Unified pipeline for the Virtual Fence project—detect, track, and count people entering a protected zone using YOLO, OmniVLM, and RT-DETR. This README consolidates the specifications under specs/ and the task briefs in task/ into a single reference, including hands-on guidance for dataset sourcing, CVAT annotation, Nexa SDK setup, and model benchmarking.
- Project Specs & Task Overview
- Environment & Tooling
- Dataset Preparation
- Annotation Workflow (CVAT)
- Model Workflows
- Results Summary
- Commands Cheat Sheet
- Raspberry Pi / Edge Notes
- Troubleshooting
- References
- 📄 Specifications:
specs/virtual_fence_task_spec.mddefines objectives, datasets, metrics, and success criteria. - 📥 Task briefs:
task/VirtualFence.mdandtask/Person_Counting_Task.pdfdescribe the zone-counting deliverable. - ✅ Key requirements:
- Combine CrowdHuman, MOT17, and custom annotated clips.

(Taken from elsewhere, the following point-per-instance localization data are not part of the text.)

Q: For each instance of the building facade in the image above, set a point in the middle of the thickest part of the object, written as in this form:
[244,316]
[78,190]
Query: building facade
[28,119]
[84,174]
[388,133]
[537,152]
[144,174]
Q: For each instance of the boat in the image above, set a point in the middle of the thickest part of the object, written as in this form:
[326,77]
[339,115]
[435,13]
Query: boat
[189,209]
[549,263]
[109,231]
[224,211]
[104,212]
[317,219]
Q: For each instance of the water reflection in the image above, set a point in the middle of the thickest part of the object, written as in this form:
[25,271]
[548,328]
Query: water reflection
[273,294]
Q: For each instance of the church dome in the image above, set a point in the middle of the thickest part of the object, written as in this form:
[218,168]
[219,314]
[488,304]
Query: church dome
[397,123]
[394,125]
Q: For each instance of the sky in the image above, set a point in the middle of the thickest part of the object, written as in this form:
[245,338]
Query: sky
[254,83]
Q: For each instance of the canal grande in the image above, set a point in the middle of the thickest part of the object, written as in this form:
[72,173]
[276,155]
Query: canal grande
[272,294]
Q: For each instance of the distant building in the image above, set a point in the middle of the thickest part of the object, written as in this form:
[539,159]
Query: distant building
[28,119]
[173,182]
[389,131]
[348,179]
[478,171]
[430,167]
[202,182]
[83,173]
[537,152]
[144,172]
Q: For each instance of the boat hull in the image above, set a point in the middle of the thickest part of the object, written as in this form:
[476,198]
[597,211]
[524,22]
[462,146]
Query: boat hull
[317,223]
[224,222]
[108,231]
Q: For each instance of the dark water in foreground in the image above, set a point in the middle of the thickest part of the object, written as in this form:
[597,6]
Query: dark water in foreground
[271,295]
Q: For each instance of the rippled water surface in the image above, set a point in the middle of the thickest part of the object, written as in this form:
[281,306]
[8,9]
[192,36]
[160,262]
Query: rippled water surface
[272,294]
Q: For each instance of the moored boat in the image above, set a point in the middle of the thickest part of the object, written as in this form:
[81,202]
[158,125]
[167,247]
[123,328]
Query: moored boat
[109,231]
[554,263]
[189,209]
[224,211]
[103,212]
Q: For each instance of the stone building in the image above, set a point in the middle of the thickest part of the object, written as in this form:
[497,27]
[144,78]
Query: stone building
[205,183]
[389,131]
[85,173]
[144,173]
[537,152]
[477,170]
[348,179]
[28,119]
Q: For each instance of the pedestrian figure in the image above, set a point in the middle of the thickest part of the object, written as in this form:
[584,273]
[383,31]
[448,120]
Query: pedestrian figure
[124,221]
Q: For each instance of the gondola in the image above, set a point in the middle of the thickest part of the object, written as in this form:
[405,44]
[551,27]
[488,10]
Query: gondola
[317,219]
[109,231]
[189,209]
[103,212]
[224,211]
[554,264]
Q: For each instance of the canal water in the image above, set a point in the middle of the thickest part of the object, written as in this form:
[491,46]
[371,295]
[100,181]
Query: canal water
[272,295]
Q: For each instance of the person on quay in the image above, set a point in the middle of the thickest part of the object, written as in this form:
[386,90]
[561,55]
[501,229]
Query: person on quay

- Implement YOLO, OmniVLM, and a custom detector (RT-DETR).
- Produce annotated output video with zone overlay and entry counter.
- Benchmark all methods on the same clips: mAP, IDF1/MOTA, counting MAE, FPS.
Prerequisites:
- Python 3.13 (conda recommended).
- NVIDIA GPU + CUDA toolkit for accelerated training (optional but preferred).
- Nexa SDK for OmniVLM workflows.
- Docker (for CVAT) and FFmpeg for video processing.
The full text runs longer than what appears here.